United States v. Apple INC Court Filing, retrieved on March 21, 2024 is part of HackerNoon’s Legal PDF Series. You can jump to any part in this filing here. This part is 22 of 25.
218. Plaintiffs incorporate the allegations of paragraphs 1 through 217 above.
219. Smartphones in the United States is a relevant antitrust market, and Apple has attempted to monopolize that market.
220. Apple has attempted to monopolize the smartphone market in the United States through an exclusionary course of conduct and the anticompetitive acts described herein. Each of Apple’s actions individually and collectively increased Apple’s market power in the smartphone market.

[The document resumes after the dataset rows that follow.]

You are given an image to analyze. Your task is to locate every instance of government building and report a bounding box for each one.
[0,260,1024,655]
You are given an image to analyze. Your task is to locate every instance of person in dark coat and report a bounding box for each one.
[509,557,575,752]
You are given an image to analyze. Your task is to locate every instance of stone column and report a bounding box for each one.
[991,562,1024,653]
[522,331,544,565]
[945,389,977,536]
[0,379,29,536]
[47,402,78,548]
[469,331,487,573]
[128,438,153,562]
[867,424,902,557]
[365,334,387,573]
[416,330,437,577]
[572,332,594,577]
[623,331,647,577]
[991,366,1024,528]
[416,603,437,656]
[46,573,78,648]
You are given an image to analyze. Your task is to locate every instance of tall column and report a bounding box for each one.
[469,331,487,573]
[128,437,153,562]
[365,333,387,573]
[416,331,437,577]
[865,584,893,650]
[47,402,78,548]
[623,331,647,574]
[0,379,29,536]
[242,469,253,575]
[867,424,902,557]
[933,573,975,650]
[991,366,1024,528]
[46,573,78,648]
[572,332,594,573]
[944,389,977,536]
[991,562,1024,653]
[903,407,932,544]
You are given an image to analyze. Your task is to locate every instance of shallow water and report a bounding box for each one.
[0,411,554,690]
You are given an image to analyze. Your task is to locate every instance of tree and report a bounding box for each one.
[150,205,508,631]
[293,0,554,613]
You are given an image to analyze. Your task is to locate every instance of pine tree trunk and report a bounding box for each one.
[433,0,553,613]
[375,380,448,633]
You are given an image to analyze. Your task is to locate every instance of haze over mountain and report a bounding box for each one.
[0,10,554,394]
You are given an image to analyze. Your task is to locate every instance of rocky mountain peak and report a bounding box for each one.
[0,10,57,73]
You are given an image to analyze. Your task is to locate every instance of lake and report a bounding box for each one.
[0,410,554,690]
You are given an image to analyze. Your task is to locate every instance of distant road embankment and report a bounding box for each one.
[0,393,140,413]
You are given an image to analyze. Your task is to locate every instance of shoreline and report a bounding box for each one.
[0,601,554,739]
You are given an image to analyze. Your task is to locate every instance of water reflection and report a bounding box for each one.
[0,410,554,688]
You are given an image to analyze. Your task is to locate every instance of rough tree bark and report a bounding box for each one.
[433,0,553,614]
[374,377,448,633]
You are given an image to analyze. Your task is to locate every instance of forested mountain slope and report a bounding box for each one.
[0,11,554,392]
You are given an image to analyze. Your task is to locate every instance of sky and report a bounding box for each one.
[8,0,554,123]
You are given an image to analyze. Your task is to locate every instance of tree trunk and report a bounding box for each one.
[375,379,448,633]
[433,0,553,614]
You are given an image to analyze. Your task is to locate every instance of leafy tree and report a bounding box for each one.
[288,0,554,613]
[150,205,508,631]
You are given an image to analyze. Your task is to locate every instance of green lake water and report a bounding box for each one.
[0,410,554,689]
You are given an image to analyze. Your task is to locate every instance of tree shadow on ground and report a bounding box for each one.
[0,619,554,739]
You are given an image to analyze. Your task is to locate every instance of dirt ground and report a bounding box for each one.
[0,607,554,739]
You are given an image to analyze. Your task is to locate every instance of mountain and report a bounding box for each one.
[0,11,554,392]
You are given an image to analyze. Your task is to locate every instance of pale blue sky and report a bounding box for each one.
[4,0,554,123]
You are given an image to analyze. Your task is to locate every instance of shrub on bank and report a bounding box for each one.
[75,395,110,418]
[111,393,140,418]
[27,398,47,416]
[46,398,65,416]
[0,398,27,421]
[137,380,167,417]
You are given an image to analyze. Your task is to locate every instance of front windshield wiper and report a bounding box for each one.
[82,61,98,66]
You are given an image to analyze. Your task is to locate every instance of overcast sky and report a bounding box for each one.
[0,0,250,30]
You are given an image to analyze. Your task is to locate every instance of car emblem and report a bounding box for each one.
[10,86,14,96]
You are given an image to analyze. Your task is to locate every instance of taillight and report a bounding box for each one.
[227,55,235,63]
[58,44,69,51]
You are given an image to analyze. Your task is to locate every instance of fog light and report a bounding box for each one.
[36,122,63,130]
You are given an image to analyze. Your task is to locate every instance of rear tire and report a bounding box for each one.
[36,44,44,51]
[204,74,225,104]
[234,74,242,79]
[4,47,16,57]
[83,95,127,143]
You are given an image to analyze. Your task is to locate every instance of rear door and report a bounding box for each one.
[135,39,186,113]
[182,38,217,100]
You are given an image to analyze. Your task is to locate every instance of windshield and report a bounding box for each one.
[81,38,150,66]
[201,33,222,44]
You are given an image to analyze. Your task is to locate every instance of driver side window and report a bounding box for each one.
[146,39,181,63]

221. Apple’s anticompetitive acts include, but are not limited to, its contractual restrictions against app creation, distribution, and access to APIs that have impeded apps and technologies including, but not limited to, super apps, cloud streaming, messaging, wearables, and digital wallets. The areas identified in this complaint reflect a non-exhaustive list of recent anticompetitive acts but as technology advances, both the technologies impeded and the specific manner of impediment may shift in response to technological and regulatory change consistent with Apple’s past conduct.
222. While each of Apple’s acts is anticompetitive in its own right, Apple’s interrelated and interdependent actions have had a cumulative and self-reinforcing effect that has harmed competition and the competitive process.
223. In undertaking this course of conduct, Apple has acted with specific intent to monopolize, and to destroy effective competition in, the smartphone market in the United States. There is a dangerous probability that, unless restrained, Apple will succeed in monopolizing the smartphone market in the United States, in violation of Section 2 of the Sherman Act.